Side by Side provides a great primer on how the technologies of film-based photography and digital capture differ, and how digital has impacted so many aspects of the moviemaking process, from production to post-production, editing, color correction, visual effects and presentation in cinemas. The artists run the gamut from true believers in digital like Fincher, Lucas and Soderbergh to film purists like Christopher Nolan and his DP Wally Pfister. Fincher is one of the most opinionated folks on screen, dismissing the “voodoo” of cinematographers who argue for the alchemy of film and lamenting “the betrayal of the dailies,” when it’s too late to rectify on-set mistakes. Pfister is just as militant for the other side, viewing the embrace of digital cinematography as trading “oil paints for crayons.”
John Malkovich praises the speed and flexibility of digital production: “As fast as you can get back to your position, you can go again.” But Fincher has a hilarious story about Robert Downey, Jr.’s anguish over the lengthy shooting sessions enabled by digital cameras during production of Zodiac; as a symbol of protest over filming scenes without a break, Downey left behind several mason jars of urine on the set.
Martin Scorsese seems torn. He’s excited by this “reinvention of a new medium,” but he’s also nostalgic for the days when editing pieces of celluloid literally left “blood in the film.” And shortly after James Cameron reminds us that not one foot of Avatar was shot in a real jungle, Scorsese wonders, “Is the younger generation going to believe anything is real?”
Digital is a big topic, and Side by Side also provides a brief history of how digital visual effects have evolved (with Cameron seemingly there every step of the way, from The Abyss to Avatar) and the incredible strides made by digital cameras from the days of the murky Dogme 95 films to a production like The Social Network.
Certainly, digital projection has improved the experience in cinemas, eliminating scratches, tears and jump-and-weave and providing a pristine image in the 20th week of a movie’s run. (Cameron recalls how prints of Titanic fell apart in projection booths because the movie had such a long run in cinemas.)

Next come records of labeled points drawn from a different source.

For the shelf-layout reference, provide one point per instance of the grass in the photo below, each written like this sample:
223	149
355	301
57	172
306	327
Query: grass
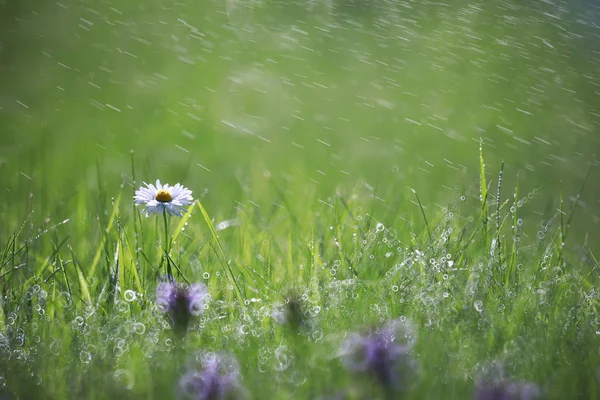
78	317
347	163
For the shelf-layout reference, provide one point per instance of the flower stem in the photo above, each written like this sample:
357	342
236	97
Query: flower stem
167	246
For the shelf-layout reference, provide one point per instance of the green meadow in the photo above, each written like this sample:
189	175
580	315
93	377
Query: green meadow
352	163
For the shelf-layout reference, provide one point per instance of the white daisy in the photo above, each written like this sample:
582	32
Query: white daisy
160	198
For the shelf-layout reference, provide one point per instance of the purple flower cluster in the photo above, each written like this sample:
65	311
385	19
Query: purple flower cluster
181	302
385	354
217	378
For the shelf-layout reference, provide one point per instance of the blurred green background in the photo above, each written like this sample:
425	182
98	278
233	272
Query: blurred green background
315	95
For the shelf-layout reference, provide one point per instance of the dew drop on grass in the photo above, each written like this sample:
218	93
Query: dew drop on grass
124	378
139	328
122	306
478	305
283	358
85	357
130	295
64	299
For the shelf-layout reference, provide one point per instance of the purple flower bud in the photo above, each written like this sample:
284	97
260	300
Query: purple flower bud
217	378
181	302
384	353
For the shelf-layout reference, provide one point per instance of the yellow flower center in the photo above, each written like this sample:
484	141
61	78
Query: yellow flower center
163	196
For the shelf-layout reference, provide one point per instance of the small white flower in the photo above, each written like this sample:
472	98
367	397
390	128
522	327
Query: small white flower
160	198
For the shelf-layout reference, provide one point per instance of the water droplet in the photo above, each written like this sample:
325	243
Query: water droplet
478	305
139	328
130	295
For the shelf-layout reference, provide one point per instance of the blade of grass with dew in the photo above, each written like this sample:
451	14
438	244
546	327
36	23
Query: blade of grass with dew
423	214
107	231
220	253
483	192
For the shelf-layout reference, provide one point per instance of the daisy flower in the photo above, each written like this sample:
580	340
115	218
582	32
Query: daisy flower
163	198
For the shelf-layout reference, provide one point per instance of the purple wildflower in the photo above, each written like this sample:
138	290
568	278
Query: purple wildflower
384	353
181	302
216	379
505	390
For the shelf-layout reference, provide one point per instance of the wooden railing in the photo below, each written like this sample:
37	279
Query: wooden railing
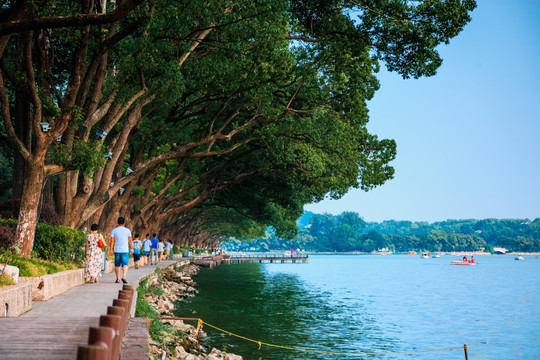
105	341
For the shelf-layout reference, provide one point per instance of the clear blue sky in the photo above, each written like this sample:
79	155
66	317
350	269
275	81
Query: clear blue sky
468	139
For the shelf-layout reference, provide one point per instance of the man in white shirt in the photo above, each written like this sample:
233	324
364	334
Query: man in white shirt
122	243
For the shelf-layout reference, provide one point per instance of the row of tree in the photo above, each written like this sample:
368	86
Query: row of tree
201	119
349	232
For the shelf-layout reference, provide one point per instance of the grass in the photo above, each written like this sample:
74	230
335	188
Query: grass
31	267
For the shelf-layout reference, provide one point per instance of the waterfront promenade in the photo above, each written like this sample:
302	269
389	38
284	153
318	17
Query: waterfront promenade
55	328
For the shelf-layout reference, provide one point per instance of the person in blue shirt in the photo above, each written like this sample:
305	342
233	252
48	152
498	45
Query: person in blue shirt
137	244
154	255
147	245
121	244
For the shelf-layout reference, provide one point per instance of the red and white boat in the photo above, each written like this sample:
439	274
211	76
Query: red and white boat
459	262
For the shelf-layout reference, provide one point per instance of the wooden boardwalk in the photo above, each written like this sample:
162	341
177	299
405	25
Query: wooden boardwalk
43	338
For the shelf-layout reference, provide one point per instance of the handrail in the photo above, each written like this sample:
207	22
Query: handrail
105	341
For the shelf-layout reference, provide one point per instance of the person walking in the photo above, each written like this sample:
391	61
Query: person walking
122	244
147	246
168	247
93	255
154	255
161	247
137	244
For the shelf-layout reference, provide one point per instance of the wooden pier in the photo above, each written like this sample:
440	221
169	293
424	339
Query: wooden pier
211	261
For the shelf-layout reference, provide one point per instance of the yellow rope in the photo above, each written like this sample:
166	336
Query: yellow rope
477	354
260	343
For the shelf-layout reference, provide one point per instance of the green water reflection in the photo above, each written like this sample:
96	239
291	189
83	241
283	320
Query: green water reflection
278	308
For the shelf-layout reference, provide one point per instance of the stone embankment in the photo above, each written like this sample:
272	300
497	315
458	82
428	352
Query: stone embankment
182	343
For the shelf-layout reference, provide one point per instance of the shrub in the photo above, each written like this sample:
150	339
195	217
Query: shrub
59	244
7	237
6	280
33	267
9	209
55	243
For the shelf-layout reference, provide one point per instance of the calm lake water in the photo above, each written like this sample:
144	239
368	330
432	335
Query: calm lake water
381	304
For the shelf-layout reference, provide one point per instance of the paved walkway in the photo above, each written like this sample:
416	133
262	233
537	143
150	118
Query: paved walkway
91	299
55	328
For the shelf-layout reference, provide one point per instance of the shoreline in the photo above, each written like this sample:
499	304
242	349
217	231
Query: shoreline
175	339
457	253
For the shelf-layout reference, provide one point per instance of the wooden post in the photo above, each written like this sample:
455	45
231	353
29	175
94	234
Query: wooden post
120	311
124	304
92	352
114	322
102	336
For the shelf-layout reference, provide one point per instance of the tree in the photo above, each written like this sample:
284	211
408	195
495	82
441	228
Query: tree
252	95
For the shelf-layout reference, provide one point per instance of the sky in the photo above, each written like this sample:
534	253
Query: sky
468	139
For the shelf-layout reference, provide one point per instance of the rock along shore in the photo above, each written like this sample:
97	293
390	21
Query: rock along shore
183	342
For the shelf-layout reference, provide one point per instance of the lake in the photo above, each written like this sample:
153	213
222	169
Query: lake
376	304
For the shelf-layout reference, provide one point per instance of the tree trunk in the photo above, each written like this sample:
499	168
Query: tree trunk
26	227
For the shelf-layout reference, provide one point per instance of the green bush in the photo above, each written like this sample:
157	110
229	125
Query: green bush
33	267
59	244
6	280
56	243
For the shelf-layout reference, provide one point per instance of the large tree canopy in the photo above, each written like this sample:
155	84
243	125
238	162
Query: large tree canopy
240	112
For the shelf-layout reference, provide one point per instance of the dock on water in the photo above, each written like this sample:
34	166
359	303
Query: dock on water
211	261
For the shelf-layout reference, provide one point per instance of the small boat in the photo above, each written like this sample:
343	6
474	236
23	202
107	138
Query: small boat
459	262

But not everything is rosy. What about archiving and preservation? One technician notes that, to date, there have been 80 different video formats—and most of them can’t be played on today’s equipment.
It’s not unusual for a movie to spark lively conversations, but with Side by Side (opening in cinemas in August), the post-screening debates will be all about the movies and where they’re headed.